To avoid contamination, the compounds must be carefully cleaned. Indeed, some contaminants have a strong sorption capacity.

The main equipment of a natural gas sampling system

Sampling probes

The design of the probe must take into account the possibility of vibration caused by the high speed of the flux. For lines free of liquids and with temperatures very higher than the dew point, any type of probe may be suitable. On the other hand, for lines where temperatures are close to the dew point, a specific probe is necessary to avoid problems related to condensation and liquids in the gas flow.
The most basic sampling tube is a straight sampling tube. The other type of rod frequently used in the gas industry is the sampling probe with pressure reduction. It is frequently used with continuous analysis systems. The pressure reduction takes place at the end of the rod through which the gas flow passes. The temperature drop is compensated by the thermal mass of the gas flow. It is recommended to install the pipe at 20 times the pipe diameter of the flow disturbing elements. The pipe should be equipped with a suitable valve system, which will allow the sampling line to be disconnected from the process line. It can be permanent or temporary.

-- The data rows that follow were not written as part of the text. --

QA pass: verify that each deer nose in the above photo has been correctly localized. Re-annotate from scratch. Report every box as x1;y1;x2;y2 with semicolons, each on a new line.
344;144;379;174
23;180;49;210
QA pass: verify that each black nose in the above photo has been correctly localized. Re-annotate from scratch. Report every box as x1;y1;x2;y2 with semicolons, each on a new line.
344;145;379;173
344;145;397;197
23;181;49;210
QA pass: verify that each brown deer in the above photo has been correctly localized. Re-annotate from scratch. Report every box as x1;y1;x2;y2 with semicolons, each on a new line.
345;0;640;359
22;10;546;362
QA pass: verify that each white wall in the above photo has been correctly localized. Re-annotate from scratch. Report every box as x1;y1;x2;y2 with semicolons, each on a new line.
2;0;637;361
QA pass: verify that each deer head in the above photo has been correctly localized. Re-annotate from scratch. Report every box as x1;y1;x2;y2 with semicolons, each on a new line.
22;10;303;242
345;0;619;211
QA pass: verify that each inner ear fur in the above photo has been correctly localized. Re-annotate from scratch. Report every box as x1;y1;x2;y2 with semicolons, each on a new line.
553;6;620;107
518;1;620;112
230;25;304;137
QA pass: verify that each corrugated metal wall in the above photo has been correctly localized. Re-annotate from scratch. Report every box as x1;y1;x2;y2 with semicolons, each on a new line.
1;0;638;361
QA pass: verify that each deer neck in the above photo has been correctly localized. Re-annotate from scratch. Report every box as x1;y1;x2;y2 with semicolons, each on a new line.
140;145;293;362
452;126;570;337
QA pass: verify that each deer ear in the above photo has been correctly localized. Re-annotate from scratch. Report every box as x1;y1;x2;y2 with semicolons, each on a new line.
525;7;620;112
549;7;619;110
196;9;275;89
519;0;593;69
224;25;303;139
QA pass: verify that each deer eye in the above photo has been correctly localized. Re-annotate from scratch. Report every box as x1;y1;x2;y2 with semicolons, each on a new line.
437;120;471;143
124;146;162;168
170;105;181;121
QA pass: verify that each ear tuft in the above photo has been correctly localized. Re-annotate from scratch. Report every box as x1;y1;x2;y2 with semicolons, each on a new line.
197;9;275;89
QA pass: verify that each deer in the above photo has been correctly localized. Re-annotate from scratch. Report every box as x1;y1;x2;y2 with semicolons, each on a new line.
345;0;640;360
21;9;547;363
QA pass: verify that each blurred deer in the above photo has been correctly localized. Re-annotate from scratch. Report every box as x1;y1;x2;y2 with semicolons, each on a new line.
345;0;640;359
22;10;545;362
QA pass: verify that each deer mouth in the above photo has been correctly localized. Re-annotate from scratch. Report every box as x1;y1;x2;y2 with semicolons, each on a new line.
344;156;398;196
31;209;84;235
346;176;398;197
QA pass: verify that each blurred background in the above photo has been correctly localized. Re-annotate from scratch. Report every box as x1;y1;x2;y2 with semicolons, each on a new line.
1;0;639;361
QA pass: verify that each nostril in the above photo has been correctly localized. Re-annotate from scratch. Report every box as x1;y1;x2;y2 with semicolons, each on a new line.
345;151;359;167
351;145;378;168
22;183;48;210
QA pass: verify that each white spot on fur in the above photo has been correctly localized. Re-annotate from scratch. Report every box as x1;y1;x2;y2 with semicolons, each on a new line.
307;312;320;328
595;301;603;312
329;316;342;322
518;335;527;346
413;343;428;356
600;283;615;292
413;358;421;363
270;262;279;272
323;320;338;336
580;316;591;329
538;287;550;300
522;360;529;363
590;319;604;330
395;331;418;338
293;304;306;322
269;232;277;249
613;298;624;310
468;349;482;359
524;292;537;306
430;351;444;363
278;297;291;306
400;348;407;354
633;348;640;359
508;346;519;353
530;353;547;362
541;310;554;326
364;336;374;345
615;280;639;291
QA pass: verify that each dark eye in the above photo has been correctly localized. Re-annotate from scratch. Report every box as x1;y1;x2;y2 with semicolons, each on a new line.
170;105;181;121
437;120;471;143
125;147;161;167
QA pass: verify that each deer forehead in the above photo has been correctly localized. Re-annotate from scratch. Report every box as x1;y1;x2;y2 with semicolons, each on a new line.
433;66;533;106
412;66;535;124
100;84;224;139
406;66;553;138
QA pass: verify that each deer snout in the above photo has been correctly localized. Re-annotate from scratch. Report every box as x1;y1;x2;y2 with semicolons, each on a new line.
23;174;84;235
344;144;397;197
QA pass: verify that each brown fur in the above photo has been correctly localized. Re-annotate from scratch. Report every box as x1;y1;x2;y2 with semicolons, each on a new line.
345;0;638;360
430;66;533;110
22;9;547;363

Sampling and transfer lines

Sampling lines should be as short as possible and with the smallest diameter, but not less than 3 mm. The flow rate in the lines must be chosen so as to have a fast response time.


In general, separators are not recommended in sampling systems. However, they can be used to ensure that no liquid enters the analyzer or sample cylinder.

Pressure Reducers

In order to supply the analyzer with a gas with an appropriate pressure, a regulator is often required at the beginning or at the end of the line. The regulators are preferably made of stainless steel and PTFE. Due to the Thomson-Joule effect, the temperature drops to an average of 1°C every 2 bars, which potentially creates condensation. It is usual to prevent this phenomenon by heating to compensate for the temperature drop. The necessary heat depends on the composition of the gas, the pressure reduction, the pressure and the temperature, the flow rate ...

Heating appliances

Heating elements can be installed on the sampling probe or the sampling lines. They must be of the auto-limiting type and must respect the electrical standards of the areas where they are used.